Babin and Kulinski, the evolutionist and ID follower, both mentioned a prominent “Life Force,” but regardless, had stark ideological differences. “Life Force is like gravity,” said Babin. “It’s weak and it’s strong. Gravity in a finite term, keeps everything here. It’s powerful. Not a linear line.”

“I wouldn’t express Life Force the same way (associating with gravity),” said Kulinski. “But I understand where he’s coming from.”Kulinski related his theory of Life Force to electricity. “Messages from the brain are delivered through the nervous system and power of electricity. It’s basically electricity that keeps people living.”

Then there’s the deliberation among scientists and others who wonder if chimpanzees, orangutans or another primate is “the missing link” in human evolution. Bibin says they’ve evolved over 200 years, just as humans have gotten larger, quicker and live longer lives, despite not knowing the Pleiadian’s secret.

Kulinski says apes and the like are simply a different branch of the same tree. “Older branches don’t necessarily die,” he says. “The main growth of the tree still allows for old growth.” Conversely, Pleiadians may be responsible for other forms of life on earth.All three ideologists agree that there should be tolerance when it comes to teaching evolution, creationism and intelligent design. For some, each of the choices features something, “weird.” In some public schools, the thought of teaching anything approaching religion would probably be more sour than anything Kulinski’s Pleiadians would have students swallow.

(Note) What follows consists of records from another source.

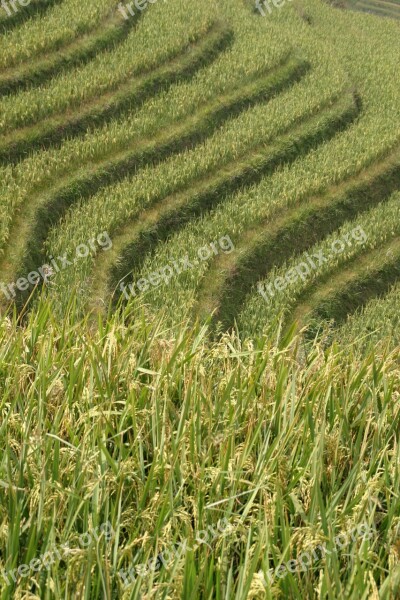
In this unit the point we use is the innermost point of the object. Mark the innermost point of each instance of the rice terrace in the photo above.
(200, 299)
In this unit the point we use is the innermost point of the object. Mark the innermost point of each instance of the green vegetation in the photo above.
(240, 389)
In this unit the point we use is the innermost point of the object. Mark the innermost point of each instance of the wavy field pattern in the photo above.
(200, 299)
(231, 127)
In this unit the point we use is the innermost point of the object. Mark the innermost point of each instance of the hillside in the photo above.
(200, 296)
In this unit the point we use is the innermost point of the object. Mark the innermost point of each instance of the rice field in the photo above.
(199, 300)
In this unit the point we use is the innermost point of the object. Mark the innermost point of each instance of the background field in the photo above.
(160, 171)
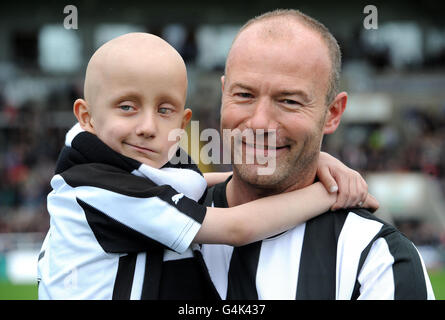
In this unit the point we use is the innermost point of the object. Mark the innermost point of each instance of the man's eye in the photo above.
(244, 95)
(290, 102)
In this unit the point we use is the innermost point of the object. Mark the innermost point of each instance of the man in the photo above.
(282, 76)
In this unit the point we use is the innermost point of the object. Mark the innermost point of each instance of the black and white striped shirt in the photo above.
(343, 255)
(120, 229)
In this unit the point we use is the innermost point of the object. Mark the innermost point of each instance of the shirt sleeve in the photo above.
(394, 269)
(128, 214)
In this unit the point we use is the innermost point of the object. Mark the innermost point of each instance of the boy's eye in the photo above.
(126, 107)
(164, 110)
(244, 95)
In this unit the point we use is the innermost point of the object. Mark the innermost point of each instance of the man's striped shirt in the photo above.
(338, 255)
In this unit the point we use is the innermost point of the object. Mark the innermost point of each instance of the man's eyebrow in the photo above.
(296, 92)
(240, 85)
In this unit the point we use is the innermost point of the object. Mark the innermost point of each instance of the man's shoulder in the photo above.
(353, 222)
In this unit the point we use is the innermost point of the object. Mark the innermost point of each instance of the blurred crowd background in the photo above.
(393, 131)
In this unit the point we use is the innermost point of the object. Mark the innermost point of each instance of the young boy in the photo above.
(120, 211)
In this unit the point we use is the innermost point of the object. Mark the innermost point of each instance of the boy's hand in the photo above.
(352, 188)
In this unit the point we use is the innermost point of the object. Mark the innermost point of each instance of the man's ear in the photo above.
(334, 113)
(82, 112)
(186, 118)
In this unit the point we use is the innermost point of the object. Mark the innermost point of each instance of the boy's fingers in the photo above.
(328, 181)
(371, 203)
(342, 196)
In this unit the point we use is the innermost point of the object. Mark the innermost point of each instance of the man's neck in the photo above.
(239, 192)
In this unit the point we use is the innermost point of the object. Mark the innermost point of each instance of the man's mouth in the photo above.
(139, 148)
(264, 150)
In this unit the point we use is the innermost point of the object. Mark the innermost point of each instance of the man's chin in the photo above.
(259, 175)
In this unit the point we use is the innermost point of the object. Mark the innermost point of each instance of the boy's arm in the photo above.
(352, 188)
(213, 178)
(264, 217)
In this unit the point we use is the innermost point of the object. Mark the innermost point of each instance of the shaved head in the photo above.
(286, 25)
(129, 52)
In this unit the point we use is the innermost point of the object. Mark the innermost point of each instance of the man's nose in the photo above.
(147, 125)
(263, 116)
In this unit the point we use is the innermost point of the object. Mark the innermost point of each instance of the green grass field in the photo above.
(9, 291)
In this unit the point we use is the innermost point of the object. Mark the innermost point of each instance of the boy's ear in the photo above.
(82, 112)
(334, 113)
(186, 117)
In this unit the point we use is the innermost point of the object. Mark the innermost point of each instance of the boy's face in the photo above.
(136, 105)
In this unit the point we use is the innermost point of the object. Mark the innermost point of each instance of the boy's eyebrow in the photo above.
(133, 95)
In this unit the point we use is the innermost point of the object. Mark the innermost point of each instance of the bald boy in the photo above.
(124, 218)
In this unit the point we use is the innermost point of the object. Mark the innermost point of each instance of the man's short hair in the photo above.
(331, 42)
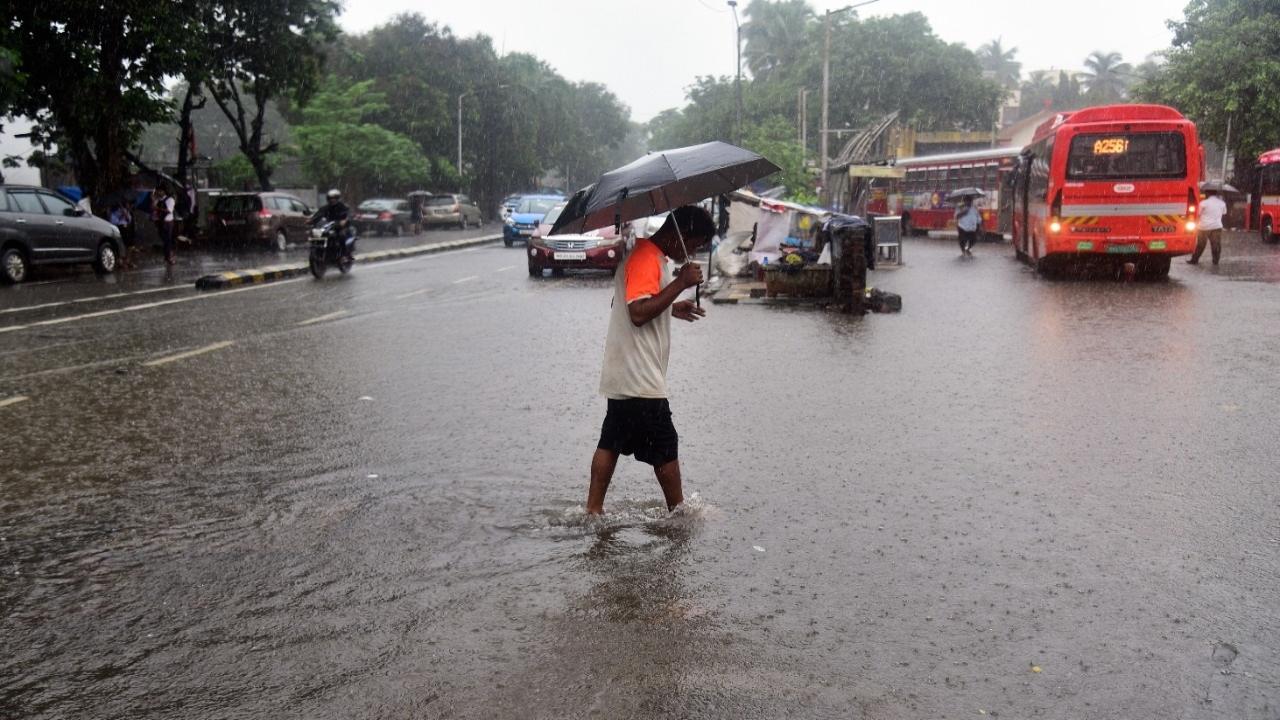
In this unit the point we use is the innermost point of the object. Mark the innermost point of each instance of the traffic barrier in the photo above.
(270, 273)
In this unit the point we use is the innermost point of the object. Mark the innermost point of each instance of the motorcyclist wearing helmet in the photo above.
(337, 212)
(334, 210)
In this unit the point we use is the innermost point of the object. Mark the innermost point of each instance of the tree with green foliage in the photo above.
(520, 118)
(1224, 64)
(90, 77)
(341, 147)
(877, 67)
(1106, 77)
(1001, 63)
(261, 51)
(776, 33)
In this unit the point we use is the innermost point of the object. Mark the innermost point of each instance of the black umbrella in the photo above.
(1219, 186)
(659, 182)
(965, 192)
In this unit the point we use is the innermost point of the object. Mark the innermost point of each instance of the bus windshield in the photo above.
(1127, 155)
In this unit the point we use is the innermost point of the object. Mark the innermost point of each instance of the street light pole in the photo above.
(737, 81)
(826, 92)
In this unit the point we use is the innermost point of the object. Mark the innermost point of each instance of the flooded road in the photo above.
(362, 499)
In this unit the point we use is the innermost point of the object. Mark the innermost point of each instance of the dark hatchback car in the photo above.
(383, 215)
(40, 227)
(260, 218)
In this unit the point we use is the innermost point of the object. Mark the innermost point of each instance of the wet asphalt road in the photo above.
(362, 499)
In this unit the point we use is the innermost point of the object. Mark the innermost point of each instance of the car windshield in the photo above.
(553, 214)
(535, 205)
(231, 204)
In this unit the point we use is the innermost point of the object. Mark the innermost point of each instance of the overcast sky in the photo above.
(649, 51)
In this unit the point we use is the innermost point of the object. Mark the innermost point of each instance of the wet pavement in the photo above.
(361, 497)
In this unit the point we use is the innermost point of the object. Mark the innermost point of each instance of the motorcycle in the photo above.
(330, 246)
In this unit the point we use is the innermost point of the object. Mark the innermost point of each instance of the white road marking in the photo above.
(95, 299)
(147, 305)
(323, 318)
(415, 294)
(188, 354)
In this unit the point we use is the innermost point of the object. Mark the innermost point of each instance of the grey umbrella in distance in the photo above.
(659, 182)
(965, 192)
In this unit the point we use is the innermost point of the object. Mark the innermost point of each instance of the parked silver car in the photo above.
(451, 210)
(40, 227)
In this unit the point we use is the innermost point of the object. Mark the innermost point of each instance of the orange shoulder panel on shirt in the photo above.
(644, 270)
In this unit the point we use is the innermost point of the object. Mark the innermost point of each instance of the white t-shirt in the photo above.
(1211, 213)
(635, 359)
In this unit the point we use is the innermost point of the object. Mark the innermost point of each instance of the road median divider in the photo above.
(272, 273)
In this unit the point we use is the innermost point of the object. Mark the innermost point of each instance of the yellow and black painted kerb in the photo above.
(236, 278)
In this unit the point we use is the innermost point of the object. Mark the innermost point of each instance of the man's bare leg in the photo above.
(668, 477)
(602, 472)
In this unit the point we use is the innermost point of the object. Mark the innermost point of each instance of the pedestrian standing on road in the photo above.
(1211, 212)
(968, 222)
(164, 209)
(123, 222)
(634, 378)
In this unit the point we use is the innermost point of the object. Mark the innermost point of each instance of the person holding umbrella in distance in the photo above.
(634, 377)
(645, 296)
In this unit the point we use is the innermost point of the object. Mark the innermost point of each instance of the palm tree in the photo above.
(776, 35)
(1106, 77)
(995, 59)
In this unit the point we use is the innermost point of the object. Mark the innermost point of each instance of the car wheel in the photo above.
(106, 258)
(13, 265)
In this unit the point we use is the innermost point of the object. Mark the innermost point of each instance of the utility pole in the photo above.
(737, 81)
(1226, 147)
(826, 94)
(460, 137)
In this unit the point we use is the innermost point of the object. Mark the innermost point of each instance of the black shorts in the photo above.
(640, 427)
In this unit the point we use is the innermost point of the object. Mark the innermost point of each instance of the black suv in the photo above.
(40, 227)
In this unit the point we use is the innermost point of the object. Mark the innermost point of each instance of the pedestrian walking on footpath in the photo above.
(1211, 212)
(968, 222)
(634, 378)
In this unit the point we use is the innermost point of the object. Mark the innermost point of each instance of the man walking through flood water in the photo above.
(634, 378)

“Basically, if all schools would emphasize all without the exclusion of others, that would be best,” said Kulinski. “Sure there are some things they wouldn’t believe, just like now. It’s par for the course.”

“If [something] was found out to be 100% untrue, you’d like to know that 50 years from now, it wouldn’t be taught in schools,” said Gibbs.Recently, the York (PA) Daily Record reported that eight science teachers in Dover Senior High School have refused to teach Intelligent Design and “gaps/problems” curriculum. They cited, “theory…not a fact,” as their rationale. They specifically complained about using Of Pandas and People, a book they decided wasn’t “good science.”

Meanwhile, in Mississippi, a bill calling for “balanced treatment to the theory of scientific creationism and the theory of evolution” was introduced to the state legislature. On January 10, 2005, it was introduced to the state’s Committee on Education. State Bill 2286 defines “scientific creationism” as “the belief, based on scientific principles, that there was a time in the past when all manner, energy and life and their process and relationships, were created ex nihulo and fixed by creative and intelligent design,” and “would if enacted, require “instruction in scientific theories of both evolution and scientific creationism if public schools choose to each either.” If passed, students in kindergarten through 12th grade would be affected by the bill. The bill seems to be modeled after a Louisiana bill that was held to be unconstitutional in the Supreme Court’s 1987 decision in Edwards v. Aguillard.

What’s clear in the debate between evolution, creationism and Intelligent Design it that there isn’t a clear delineation of them. In some ways they are nearly mirror images (some ID followers are linked with conservative Christian groups, and there are Intelligent Design Creationists), while diametrically opposed in others (see the link between Christ and Raelians).